SPM法を用いたCFRPの微視的解析

極微小領域の熱物性評価に

『微小部熱分析試験装置複合型SPMシステム SPM+nano-TA2』は走査型プローブ顕微鏡手法を応用した、新しい手法です。サブミクロン領域のガラス転移温度や融解温度の解析に用いられる他、熱伝導性の解析にも使用することが出来ます。

<CFRP微視的解析例>
CFRP(下記光学写真)等複合材のファイバー部のみ、または樹脂部のみの熱物性値を得たい場合に、従来の熱分析試験法ではプローブ径や試験位置指定精度の点より適用出来ません。本システムを使用すれば、可能となります。(試料:UD 積層板 [0]2

下記光学像における中央樹脂部の試験を実施しました。

CFRP断面図(光学像)

CFRP断面図(光学像)

AMF像(右),微小部熱機械特性曲線(左)

AMF像(右),微小部熱機械特性曲線(左)

AFM 像(上右図)の十字状に配列された痕跡が試験箇所です。
CF(Carbon Fiber)を避けて樹脂部のみの試験が出来ていることを示すと共に試験結果(上左グラフ)より樹脂との距離によりガラス転移温度が異なることが分かります。
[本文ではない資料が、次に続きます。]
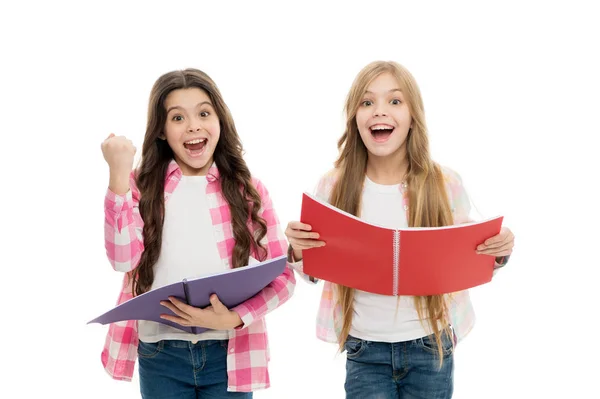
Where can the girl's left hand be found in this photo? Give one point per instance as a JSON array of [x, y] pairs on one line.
[[216, 316], [499, 245]]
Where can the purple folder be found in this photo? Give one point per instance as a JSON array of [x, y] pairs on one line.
[[233, 287]]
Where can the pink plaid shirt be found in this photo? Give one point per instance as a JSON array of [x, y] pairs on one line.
[[462, 315], [248, 351]]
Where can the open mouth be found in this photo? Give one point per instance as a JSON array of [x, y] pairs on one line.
[[196, 146], [381, 132]]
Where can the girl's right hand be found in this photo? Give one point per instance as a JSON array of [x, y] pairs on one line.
[[301, 237], [118, 153]]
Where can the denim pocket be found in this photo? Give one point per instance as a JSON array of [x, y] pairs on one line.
[[354, 347], [150, 349], [428, 343]]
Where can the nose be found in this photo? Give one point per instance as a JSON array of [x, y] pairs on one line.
[[194, 127]]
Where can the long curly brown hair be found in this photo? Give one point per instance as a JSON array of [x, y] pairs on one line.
[[235, 178]]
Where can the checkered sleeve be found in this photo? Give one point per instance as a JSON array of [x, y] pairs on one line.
[[123, 226]]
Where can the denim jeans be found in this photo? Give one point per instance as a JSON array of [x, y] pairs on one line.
[[182, 370], [407, 370]]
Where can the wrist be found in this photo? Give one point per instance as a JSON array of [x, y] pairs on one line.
[[236, 320], [119, 182]]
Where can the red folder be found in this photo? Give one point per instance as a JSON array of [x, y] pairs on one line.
[[409, 261]]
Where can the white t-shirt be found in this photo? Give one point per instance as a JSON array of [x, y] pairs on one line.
[[189, 250], [380, 317]]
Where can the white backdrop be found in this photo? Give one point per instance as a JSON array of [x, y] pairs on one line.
[[511, 99]]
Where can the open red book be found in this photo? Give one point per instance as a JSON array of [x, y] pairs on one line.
[[409, 261]]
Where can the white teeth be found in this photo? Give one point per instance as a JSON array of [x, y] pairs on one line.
[[197, 141]]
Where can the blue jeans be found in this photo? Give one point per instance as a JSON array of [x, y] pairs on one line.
[[407, 370], [182, 370]]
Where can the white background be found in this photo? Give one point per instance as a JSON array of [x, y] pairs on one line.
[[511, 99]]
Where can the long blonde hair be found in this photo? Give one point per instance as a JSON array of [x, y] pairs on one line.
[[428, 201]]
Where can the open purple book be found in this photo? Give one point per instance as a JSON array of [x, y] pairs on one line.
[[233, 287]]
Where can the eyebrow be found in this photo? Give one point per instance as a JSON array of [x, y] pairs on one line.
[[197, 105], [389, 91]]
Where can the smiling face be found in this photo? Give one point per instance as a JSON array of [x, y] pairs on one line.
[[383, 118], [192, 129]]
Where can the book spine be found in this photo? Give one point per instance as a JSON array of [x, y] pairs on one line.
[[396, 262], [187, 299]]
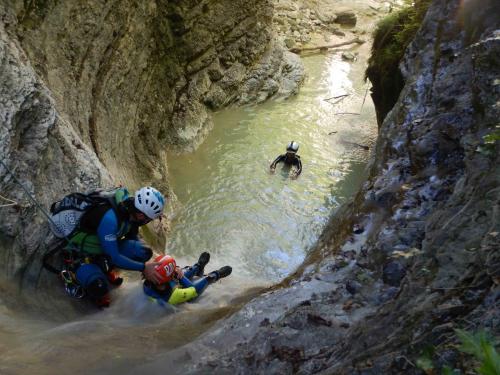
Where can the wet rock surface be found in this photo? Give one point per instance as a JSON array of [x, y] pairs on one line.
[[93, 94], [427, 261]]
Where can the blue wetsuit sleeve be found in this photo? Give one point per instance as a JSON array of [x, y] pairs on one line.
[[185, 282], [107, 232]]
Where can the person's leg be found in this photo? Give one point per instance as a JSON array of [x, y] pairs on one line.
[[219, 274], [135, 250]]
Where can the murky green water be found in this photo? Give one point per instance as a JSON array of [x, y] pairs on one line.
[[263, 224]]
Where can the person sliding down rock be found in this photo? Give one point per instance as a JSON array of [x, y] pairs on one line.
[[290, 158], [178, 286], [106, 237]]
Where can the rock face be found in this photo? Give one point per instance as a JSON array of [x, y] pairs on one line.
[[93, 93], [428, 259]]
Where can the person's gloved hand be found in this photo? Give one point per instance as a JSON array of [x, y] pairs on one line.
[[150, 272], [179, 273]]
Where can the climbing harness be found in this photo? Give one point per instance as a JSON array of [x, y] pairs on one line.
[[71, 285]]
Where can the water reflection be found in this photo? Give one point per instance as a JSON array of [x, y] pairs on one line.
[[263, 224]]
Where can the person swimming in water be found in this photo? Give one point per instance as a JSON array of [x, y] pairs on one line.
[[179, 285], [289, 158]]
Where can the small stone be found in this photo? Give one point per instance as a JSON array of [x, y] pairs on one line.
[[352, 286], [393, 273], [264, 323], [289, 42]]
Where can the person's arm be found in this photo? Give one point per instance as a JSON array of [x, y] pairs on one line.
[[276, 161], [299, 167], [133, 233], [106, 231]]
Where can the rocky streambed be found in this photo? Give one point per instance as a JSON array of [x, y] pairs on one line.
[[416, 253], [412, 256]]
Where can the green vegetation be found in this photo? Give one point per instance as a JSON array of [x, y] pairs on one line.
[[479, 345], [482, 347], [390, 39], [490, 143]]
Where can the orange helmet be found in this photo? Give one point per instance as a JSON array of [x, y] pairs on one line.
[[166, 269]]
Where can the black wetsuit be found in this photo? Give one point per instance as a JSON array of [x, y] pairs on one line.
[[295, 161]]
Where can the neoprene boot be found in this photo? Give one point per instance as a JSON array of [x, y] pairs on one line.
[[202, 262], [219, 274]]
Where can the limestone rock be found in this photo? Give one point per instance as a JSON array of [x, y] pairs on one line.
[[347, 18]]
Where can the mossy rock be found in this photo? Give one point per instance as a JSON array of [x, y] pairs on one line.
[[390, 39]]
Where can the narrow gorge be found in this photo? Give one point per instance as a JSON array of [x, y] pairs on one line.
[[360, 266]]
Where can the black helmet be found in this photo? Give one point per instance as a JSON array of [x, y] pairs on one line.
[[292, 147]]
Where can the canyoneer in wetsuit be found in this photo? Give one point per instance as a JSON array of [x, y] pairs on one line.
[[178, 286], [289, 158], [107, 237]]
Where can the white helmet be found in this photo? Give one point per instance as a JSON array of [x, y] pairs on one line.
[[149, 201], [292, 147]]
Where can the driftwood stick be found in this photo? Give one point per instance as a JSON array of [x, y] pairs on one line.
[[364, 98], [299, 50], [336, 97]]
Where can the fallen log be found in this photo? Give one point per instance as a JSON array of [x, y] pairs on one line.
[[298, 50]]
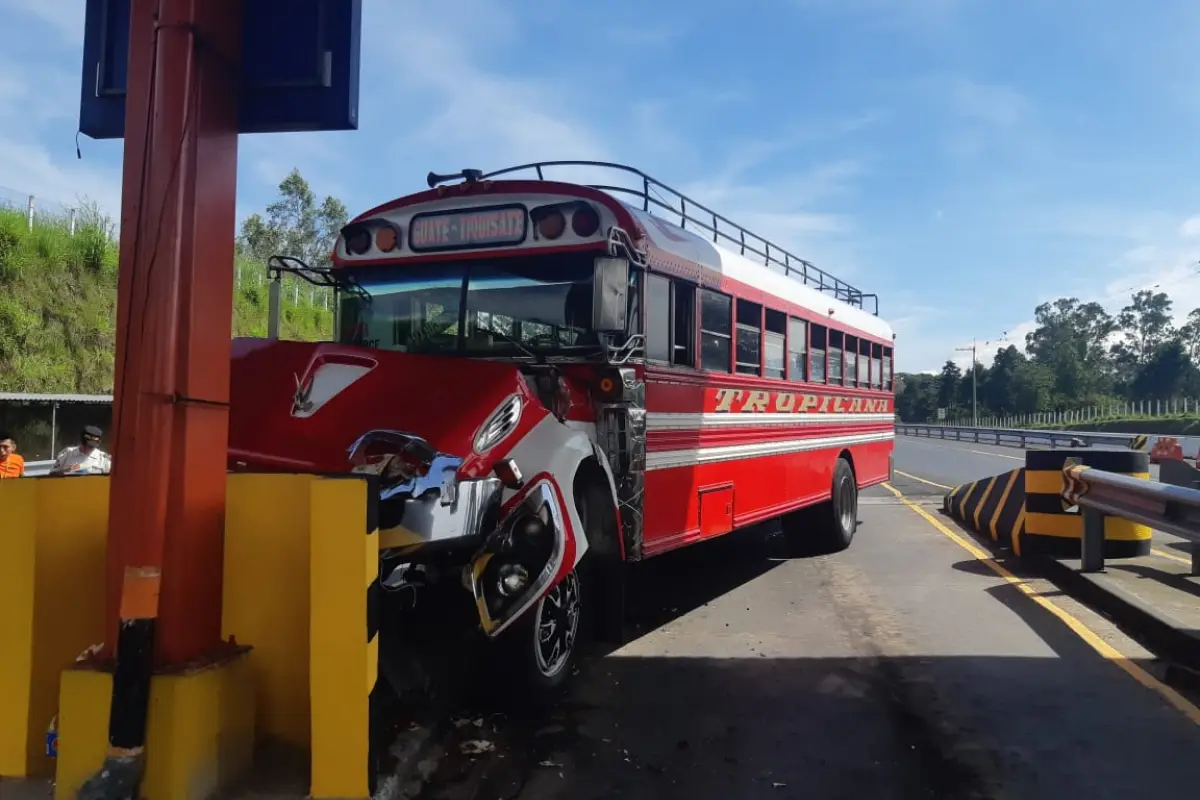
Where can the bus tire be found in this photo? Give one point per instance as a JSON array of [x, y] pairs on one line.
[[539, 651], [838, 519], [543, 647], [829, 527]]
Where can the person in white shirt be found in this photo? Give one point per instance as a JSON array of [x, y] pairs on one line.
[[87, 458]]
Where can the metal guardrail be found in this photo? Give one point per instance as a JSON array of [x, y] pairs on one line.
[[1019, 437], [1159, 506]]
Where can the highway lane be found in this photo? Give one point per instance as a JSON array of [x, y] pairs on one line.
[[927, 467], [904, 667]]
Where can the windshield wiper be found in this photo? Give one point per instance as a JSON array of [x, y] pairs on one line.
[[516, 343], [318, 276]]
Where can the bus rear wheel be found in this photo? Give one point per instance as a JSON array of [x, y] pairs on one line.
[[828, 527]]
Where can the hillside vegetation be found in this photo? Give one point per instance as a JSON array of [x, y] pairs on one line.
[[58, 290]]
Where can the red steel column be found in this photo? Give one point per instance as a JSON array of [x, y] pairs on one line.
[[174, 320]]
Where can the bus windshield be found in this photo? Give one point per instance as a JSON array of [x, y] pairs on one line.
[[501, 306]]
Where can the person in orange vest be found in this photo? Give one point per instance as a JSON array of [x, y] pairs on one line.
[[11, 464]]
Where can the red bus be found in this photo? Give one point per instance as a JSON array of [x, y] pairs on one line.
[[551, 379]]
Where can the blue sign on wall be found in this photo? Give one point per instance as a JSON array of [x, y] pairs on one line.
[[300, 66]]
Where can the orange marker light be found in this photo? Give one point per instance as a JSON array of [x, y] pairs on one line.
[[387, 239], [552, 224]]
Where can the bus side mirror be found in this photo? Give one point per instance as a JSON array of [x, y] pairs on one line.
[[610, 298]]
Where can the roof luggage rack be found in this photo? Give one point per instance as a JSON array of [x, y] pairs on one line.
[[705, 218]]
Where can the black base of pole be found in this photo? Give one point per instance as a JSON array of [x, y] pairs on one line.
[[120, 776], [118, 780]]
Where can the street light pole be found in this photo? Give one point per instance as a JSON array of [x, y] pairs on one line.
[[975, 384]]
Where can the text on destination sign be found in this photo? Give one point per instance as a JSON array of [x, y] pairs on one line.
[[471, 228]]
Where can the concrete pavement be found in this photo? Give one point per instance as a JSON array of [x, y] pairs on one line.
[[904, 667]]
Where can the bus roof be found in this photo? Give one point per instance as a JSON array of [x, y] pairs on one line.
[[684, 238], [683, 244], [675, 222]]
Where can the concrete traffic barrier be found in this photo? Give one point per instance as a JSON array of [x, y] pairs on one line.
[[1056, 530], [991, 506], [52, 589], [1165, 449], [300, 599]]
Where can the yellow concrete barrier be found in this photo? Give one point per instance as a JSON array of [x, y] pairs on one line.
[[300, 589], [993, 506], [343, 635], [52, 589], [1053, 529], [199, 731]]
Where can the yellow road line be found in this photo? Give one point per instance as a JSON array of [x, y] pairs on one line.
[[1171, 555], [915, 477], [1078, 627]]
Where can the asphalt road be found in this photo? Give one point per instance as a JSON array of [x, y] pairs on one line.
[[903, 667], [928, 468]]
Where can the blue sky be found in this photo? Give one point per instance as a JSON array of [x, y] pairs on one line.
[[964, 160]]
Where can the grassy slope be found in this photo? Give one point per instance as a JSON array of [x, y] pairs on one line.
[[58, 300]]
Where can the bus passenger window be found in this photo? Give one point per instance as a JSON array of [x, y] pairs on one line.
[[749, 352], [683, 322], [658, 318], [850, 348], [774, 356], [634, 323], [797, 348], [715, 330], [837, 341], [816, 354]]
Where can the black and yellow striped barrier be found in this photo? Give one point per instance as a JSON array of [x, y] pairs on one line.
[[1054, 528], [993, 506]]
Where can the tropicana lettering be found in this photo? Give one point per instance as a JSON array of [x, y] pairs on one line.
[[742, 401]]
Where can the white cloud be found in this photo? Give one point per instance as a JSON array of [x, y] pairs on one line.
[[29, 169], [65, 17], [1170, 265], [990, 103]]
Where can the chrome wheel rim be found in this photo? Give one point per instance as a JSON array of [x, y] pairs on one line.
[[846, 505], [557, 625]]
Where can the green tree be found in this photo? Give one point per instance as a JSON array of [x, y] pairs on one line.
[[948, 385], [1000, 395], [1189, 335], [294, 224], [1168, 373], [964, 396], [1072, 342], [1145, 326]]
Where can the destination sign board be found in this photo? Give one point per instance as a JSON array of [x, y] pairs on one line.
[[462, 229]]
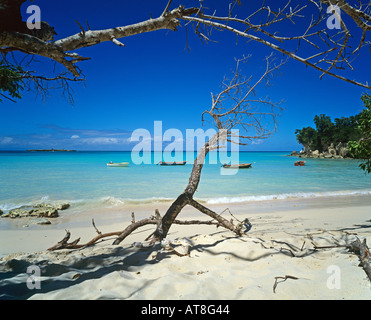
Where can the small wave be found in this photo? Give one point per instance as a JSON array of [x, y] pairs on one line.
[[284, 196]]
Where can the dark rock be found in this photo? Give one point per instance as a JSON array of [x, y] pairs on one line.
[[41, 210]]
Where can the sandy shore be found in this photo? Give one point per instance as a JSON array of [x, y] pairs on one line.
[[220, 265]]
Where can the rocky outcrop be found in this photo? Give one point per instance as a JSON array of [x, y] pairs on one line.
[[339, 152], [42, 210]]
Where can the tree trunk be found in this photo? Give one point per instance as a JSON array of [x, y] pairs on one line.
[[186, 198]]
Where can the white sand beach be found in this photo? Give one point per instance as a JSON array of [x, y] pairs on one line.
[[220, 265]]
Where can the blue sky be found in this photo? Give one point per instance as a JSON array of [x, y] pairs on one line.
[[155, 78]]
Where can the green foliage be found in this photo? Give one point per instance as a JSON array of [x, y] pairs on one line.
[[344, 129], [10, 81], [354, 130], [361, 148]]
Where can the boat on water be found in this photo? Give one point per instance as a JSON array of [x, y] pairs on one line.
[[117, 164], [299, 163], [175, 163], [237, 166]]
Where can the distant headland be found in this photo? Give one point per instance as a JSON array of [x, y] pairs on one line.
[[50, 150]]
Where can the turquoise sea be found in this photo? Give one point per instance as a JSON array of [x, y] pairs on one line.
[[83, 179]]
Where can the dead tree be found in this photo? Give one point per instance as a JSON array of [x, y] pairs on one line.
[[234, 107], [330, 52]]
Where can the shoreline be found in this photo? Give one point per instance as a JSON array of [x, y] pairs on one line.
[[115, 219], [220, 266]]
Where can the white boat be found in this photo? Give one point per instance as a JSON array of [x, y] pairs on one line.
[[117, 164]]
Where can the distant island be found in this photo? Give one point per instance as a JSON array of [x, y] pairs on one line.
[[50, 150]]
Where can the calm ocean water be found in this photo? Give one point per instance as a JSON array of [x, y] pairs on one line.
[[83, 178]]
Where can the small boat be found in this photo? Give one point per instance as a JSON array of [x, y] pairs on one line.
[[299, 163], [175, 163], [237, 166], [117, 164]]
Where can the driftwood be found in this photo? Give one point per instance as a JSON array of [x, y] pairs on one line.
[[283, 279], [121, 235], [360, 249]]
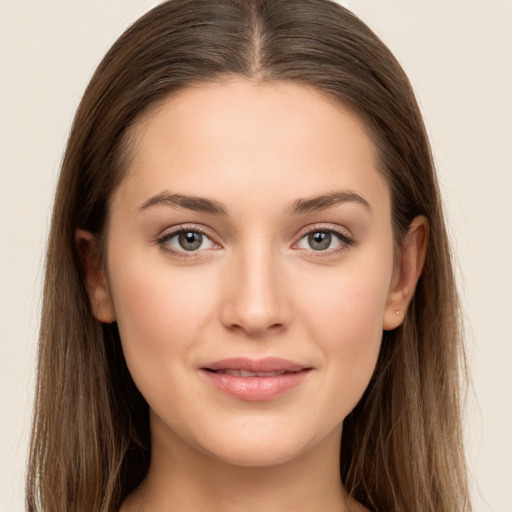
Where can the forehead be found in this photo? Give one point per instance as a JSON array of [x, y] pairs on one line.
[[278, 139]]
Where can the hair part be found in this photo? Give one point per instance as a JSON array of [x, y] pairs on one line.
[[402, 444]]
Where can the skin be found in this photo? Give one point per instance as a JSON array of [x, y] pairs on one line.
[[257, 287]]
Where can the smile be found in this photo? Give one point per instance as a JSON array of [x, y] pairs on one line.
[[255, 380]]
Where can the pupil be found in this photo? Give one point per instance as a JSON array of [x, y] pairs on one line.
[[320, 240], [190, 240]]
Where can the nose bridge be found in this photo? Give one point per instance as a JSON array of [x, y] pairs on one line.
[[257, 300]]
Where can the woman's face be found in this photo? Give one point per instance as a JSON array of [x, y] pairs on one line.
[[250, 268]]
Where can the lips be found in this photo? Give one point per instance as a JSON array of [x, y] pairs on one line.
[[255, 380]]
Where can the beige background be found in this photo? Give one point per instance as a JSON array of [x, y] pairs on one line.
[[458, 54]]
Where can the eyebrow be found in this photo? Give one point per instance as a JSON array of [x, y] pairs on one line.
[[297, 207], [197, 204], [324, 201]]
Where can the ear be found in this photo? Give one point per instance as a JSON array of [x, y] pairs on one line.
[[407, 272], [94, 274]]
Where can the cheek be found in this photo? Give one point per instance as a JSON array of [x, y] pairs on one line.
[[345, 318], [160, 314]]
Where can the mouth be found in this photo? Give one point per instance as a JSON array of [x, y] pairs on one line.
[[255, 380]]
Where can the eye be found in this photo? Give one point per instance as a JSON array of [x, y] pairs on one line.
[[324, 240], [186, 240]]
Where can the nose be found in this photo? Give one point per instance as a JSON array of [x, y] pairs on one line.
[[256, 300]]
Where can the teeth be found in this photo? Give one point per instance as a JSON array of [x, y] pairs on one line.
[[245, 373]]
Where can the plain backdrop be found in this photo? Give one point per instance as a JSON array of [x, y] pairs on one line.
[[458, 55]]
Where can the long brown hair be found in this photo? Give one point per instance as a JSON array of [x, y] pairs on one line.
[[401, 446]]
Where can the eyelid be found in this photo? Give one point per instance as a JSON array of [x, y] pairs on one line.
[[171, 232], [346, 238]]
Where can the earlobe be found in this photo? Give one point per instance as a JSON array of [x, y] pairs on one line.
[[407, 272], [94, 275]]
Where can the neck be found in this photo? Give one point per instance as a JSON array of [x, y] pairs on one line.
[[181, 478]]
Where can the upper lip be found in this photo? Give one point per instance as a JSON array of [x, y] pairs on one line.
[[267, 364]]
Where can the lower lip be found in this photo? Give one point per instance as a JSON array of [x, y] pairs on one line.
[[255, 388]]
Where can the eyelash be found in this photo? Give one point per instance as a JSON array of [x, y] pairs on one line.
[[345, 241]]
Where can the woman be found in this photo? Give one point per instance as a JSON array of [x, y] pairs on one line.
[[249, 302]]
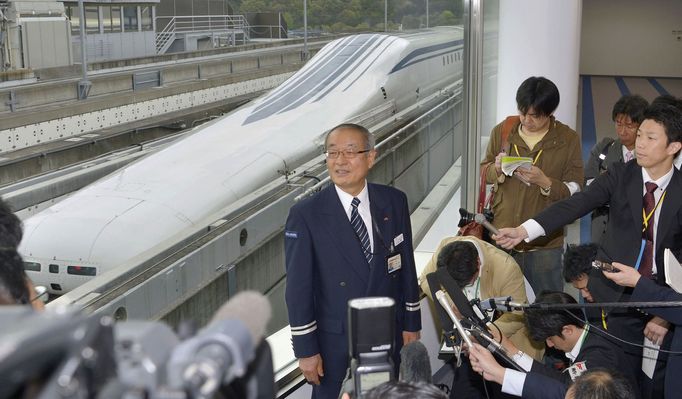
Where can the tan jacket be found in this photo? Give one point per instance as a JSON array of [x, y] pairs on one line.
[[501, 276], [515, 202]]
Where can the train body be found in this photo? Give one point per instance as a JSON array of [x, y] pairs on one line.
[[148, 205]]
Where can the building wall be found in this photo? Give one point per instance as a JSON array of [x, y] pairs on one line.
[[631, 38]]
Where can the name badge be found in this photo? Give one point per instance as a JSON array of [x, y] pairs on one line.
[[394, 263], [577, 369], [398, 239]]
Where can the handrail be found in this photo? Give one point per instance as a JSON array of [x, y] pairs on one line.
[[230, 26]]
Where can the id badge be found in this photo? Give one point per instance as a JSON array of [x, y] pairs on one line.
[[394, 263]]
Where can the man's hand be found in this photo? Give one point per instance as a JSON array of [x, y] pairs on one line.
[[410, 336], [626, 276], [312, 368], [534, 175], [656, 329], [485, 364], [510, 237]]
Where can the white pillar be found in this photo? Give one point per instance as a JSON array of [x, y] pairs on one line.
[[539, 38]]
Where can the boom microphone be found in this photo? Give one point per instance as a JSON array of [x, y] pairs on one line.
[[414, 363], [501, 303], [222, 351], [446, 304], [481, 219]]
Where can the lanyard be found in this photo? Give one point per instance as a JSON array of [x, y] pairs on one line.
[[646, 217], [536, 157]]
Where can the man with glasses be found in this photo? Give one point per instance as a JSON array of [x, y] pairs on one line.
[[627, 114], [556, 173], [352, 239]]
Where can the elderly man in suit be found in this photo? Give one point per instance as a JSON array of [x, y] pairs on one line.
[[645, 199], [352, 239]]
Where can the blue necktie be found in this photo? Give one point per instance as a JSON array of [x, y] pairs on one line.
[[360, 229]]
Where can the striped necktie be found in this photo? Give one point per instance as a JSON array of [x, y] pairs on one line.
[[646, 267], [360, 229]]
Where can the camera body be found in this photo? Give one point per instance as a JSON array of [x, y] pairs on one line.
[[371, 323]]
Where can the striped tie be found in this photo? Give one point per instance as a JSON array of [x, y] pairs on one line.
[[360, 229]]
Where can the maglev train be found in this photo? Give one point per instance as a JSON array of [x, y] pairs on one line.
[[169, 195]]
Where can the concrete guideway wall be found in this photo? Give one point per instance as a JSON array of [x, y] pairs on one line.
[[25, 136]]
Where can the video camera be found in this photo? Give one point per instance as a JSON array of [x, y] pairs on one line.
[[68, 354], [371, 324]]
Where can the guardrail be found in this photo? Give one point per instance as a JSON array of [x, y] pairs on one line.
[[220, 26]]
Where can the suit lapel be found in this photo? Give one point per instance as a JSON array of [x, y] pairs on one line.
[[669, 208], [381, 220], [337, 225]]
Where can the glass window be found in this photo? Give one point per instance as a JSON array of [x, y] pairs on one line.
[[81, 270], [146, 17], [116, 18], [91, 19], [106, 19], [32, 266], [130, 18], [74, 17]]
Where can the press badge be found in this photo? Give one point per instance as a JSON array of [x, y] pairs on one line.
[[577, 369], [394, 263]]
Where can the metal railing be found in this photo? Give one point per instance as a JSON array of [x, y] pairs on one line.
[[228, 27]]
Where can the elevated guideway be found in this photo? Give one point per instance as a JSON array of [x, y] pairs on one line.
[[243, 247], [45, 127]]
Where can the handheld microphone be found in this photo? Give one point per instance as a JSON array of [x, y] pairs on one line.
[[501, 303], [223, 350], [414, 363], [481, 219], [447, 305]]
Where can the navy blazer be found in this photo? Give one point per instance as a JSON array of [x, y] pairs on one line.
[[646, 290], [621, 186], [326, 268]]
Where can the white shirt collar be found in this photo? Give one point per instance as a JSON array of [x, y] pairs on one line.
[[346, 198], [573, 354], [662, 181]]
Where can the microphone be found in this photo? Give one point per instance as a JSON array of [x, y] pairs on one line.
[[480, 219], [501, 303], [446, 304], [414, 363], [223, 350]]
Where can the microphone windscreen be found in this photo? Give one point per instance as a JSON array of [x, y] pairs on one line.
[[414, 363], [251, 308], [479, 218]]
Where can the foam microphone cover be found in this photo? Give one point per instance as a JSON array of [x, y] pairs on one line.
[[251, 308], [414, 363]]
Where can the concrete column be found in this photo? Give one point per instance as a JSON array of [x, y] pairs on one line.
[[539, 38]]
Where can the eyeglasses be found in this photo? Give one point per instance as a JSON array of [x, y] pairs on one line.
[[348, 154]]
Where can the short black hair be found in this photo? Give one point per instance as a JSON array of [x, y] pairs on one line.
[[10, 227], [544, 323], [630, 105], [538, 93], [405, 390], [668, 99], [578, 260], [669, 117], [460, 259], [13, 279], [368, 136], [602, 383]]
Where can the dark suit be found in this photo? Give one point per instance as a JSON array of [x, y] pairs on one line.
[[647, 290], [596, 352], [622, 188], [326, 267]]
*独)宇宙航空研究開発機構 複合材グループ様との共同研究により実施


『微小部熱分析試験装置複合型SPMシステム SPM+nano-TA2』

微小部熱分析試験装置複合型SPMシステム SPM+nano-TA2

微小部熱分析試験装置複合型SPMシステム SPM+nano-TA2

 

試料表面の三次元形状像観察と,ピンポイント熱分析を行います。これまでの熱分析装置ではできなかった、サブミクロンの極微小領域や最表面のみの熱特性の解析が可能になります。
 <システムの特長>
 ・サブミクロン領域の熱特性解析が可能。
  先端径50nm以下のプローブを使用するため,極微小領域の試験可能。
  また、表層近傍のみの試験可能。
 ・AFM画像より試験箇所を指定可能。
  圧電素子による位置決めのため高精度。
 ・昇温速度最高60万℃/min。
  従来の熱分析試験法より格段に高速。

*本システムは(株)島津製作所製 走査型プローブ顕微鏡SPM-9700と(株)日本サーマルコンサルティング殿ご提供のナノサーマルアナリシスシステムnano-TA2を複合した解析システムです。